Most importantly, though, is not to feel guilty about taking breaks. Don’t let yourself feel bad for walking away for a few minutes. Breaks will make you a happier and more effective worker, so don’t feel bad about taking them!
6. Get Support
Mental health is one of the most important things to consider when you’re at work, but you can’t always do it alone. Support from friends, family and co-workers is a great way to help you maintain your mental health.
Creating a safe workspace is a great way to both give and get support in the office. Crafting an open-door policy in your office will make it easier to maintain your mental health while at work.
7. Embrace Creativity
The 9-to-5 can be a grind of the same thing, day in and day out. Adding a bit of creativity to your day is a great way to help you break out of that rut and improve your mental health.
Something as simple as listening to music or coloring a page in a coloring book can be beneficial by improving your mood and relieving stress. As an added bonus, studies have also found that creativity and creative exploits help to prevent dementia and Alzheimer’s later in life.
8. Your Work/Life Balance
Most of us inevitably take work home with us – we check our work emails from our cellphones or respond to calls or texts from co-workers asking for help without even thinking about it. Unfortunately, that workaholic nature can be detrimental to your mental health.
Make it a point to leave work at work. Turn off your work email notifications when you walk out of the office at night. Turn off your phone, if that is an option for you. Stop thinking about work when you leave for the day.
It’s not as easy as it sounds and will probably take a conscious effort on your part to do, but it’s worth it when you consider the mental health benefits. Leave work at work. It’s not much more complex than that.
9. Make a Change
In the words of the late entrepreneur and motivational speaker Jim Rohn, “If you don’t like how things are, change it! You’re not a tree.”
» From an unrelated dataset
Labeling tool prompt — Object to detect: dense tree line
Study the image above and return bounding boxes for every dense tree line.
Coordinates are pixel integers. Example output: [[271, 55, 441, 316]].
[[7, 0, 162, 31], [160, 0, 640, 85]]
When it comes right down to it, there are plenty of things you can do to improve your mental health at work, but if too many pieces of your job have negative effects on you, it will wear you down. If that becomes the case, it may be time for a change.
It doesn’t have to be a dramatic change. Try something smaller at first, like changing your shift or your co-workers or your boss. If that doesn’t work, you always have the option to change your whole career. You’re not a tree, after all. You don’t have roots holding you to the ground, securing you to a place that makes you miserable. Pick up your feet and make a change.
Don’t neglect your mental health in favor of a job or a career. You and your mental health are more important than any job. Try a few of the tricks we’ve mentioned above and let us know how they turn out. Did we miss any of your favorite tricks for putting your mental health first at work? We’d love to hear them!
Mental health is important. Don’t let anyone tell you otherwise.